Introduction | Lightning VS Lightning: Watchtower Mode (below): Business Model

business model

The Watchtower can choose different strategies to monetize its services. These strategies have some advantages and disadvantages:

Watchtower business model Scalability Privacy user experience feasibility
1 Altruistic watchtower difference uncertain it is good Not feasible
2 Reward by fraud prevention difference Strong it is good Not feasible
3 Charge a one-time fee for each status update difference Strong medium Not feasible
4 Monthly fee or annual fee member medium weak difference feasible
5 Charge a fee for each status update it is good weak difference feasible
6 Charge a fee for the amount of bandwidth it is good weak difference feasible
7 A one-time fee based on the storage duration of a status update it is good uncertain difference feasible

If you tend to resort to authority, then read it here, but if you want to find the truth yourself and possibly challenge my point of view, then read on, because now I will explain the results of each model.

Side note: There is a common misconception that "user experience and privacy can be easily improved over time," so be aware that the poor user experience and privacy mentioned above does not mean that only The initial stage refers to mature products that have been extensively developed. The root cause of poor user experience and privacy is not the implementation, but the model itself. A good user experience needs to be able to compete with centralized electronic payment methods such as Visa, Paypal, WeChat, Alipay, PayTM, etc., and high privacy needs to be able to provide privacy comparable to cash.

1. Altruism watchtower (without any compensation)

Loalu "roasbeef" Osuntokun, chief technology officer of Lightning Network Labs, said the current goal is to "build a foundation system without any compensation." This is the easiest way, but due to the high operating costs of the Watch Tower (especially the privacy-oriented watch tower), this approach will fail globally.

Accountability

It is unclear how to solve the issue of irresponsibility without economic incentives, because even if the tower is economically not dependent on its reputation, even a reputation-based system will not work properly.

Scalability

You can argue that one billion different status updates will not take up too much space. This is true, but the privacy-oriented watch tower database will gradually grow , and its corresponding bandwidth demand will also increase, so altruism The watch tower will eventually be unable to bear the volume of transactions generated by the system.

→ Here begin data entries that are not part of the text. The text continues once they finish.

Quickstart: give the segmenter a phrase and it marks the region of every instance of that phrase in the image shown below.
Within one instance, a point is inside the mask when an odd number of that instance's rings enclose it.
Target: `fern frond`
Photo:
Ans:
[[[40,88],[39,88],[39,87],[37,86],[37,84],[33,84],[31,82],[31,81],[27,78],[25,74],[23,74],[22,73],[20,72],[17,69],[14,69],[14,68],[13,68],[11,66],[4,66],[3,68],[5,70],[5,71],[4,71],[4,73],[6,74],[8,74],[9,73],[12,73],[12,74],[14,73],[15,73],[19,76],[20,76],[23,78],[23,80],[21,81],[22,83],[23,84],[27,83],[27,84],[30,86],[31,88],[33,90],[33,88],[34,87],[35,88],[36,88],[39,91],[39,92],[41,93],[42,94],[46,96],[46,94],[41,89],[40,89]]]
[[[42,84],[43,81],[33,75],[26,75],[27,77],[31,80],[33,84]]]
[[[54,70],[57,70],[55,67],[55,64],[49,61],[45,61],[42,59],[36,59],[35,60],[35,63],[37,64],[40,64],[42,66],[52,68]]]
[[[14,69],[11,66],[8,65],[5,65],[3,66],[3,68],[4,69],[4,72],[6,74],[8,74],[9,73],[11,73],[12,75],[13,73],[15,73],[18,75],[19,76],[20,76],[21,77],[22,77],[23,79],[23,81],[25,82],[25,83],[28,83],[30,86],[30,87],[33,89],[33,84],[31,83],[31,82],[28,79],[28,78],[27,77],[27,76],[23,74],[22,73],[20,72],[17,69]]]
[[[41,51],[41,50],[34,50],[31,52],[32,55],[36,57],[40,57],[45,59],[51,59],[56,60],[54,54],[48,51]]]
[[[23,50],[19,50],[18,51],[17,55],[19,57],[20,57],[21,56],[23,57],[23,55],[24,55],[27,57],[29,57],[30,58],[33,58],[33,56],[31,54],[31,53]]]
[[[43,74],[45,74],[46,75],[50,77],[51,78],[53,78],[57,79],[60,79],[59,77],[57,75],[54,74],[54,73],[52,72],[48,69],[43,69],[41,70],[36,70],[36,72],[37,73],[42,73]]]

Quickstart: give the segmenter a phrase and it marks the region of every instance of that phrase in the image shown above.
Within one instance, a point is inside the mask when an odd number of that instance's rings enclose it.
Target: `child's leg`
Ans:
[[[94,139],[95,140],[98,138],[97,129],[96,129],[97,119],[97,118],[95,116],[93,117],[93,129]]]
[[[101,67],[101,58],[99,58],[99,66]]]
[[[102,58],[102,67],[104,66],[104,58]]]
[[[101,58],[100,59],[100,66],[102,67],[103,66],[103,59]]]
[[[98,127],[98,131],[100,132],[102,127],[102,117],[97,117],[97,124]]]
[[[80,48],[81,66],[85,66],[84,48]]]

In addition, this model is also vulnerable to spam trading attacks.

privacy

A malicious watch tower may offer a free service, and then sell the collected data to others at a high price, which will bring great privacy risks. Of course, developers will say that because the data is encrypted, this behavior has no effect, but it is obviously overstated because the opponent will get a lot of information from it:

  • Time per transaction
  • Trading frequency and total transaction amount

It is also possible to get:

  • All transactions associated with a particular channel (RDN)
  • All transactions made on the same channel or account (Lto's eltoo & RDN)
  • IP address (most laymen do not use anonymizer unless the anonymizer is built into the client and is the default; in addition, don't forget that in many areas under review, VPNS or even Tor bridges are generally not working. In particular, in the past few years, due to the rise of authoritarian governments, censorship techniques have been expanded on a large scale in developing countries.)
  • Estimate the transaction destination address by traffic correlation

Some entities are able to perform traffic analysis on the Tor network, so they will definitely try to perform similar analysis on the tower data, trying to anonymize specific users (think how much money is spent on financial regulation today).

user experience

Since the user does not need to perform any additional operations, the overall user experience is good.

in conclusion:

  • Scalability: Difficulties
  • Privacy: Uncertain
  • User experience: good
  • Feasibility: not feasible

 

2. Get rewards when you stop fraud

Whenever the watch tower successfully broadcasts the penalty transaction on behalf of the user, the user gives the watch tower a certain amount of compensation.

Accountability

It is very important that the Watchtower is economically motivated to broadcast a penalty transaction (in the RDN model it is to stop malicious settlement). However, unless there is a very poor user experience, a very complex reputation system or a certain type of margin system, the watch tower will not lose even if it does not stop the fraud attempt.

Scalability

Unfortunately, this business model has fundamental flaws, because in order to ensure that the tower can exist, fraudulent transactions need to occur frequently enough to support the operational costs of the tower.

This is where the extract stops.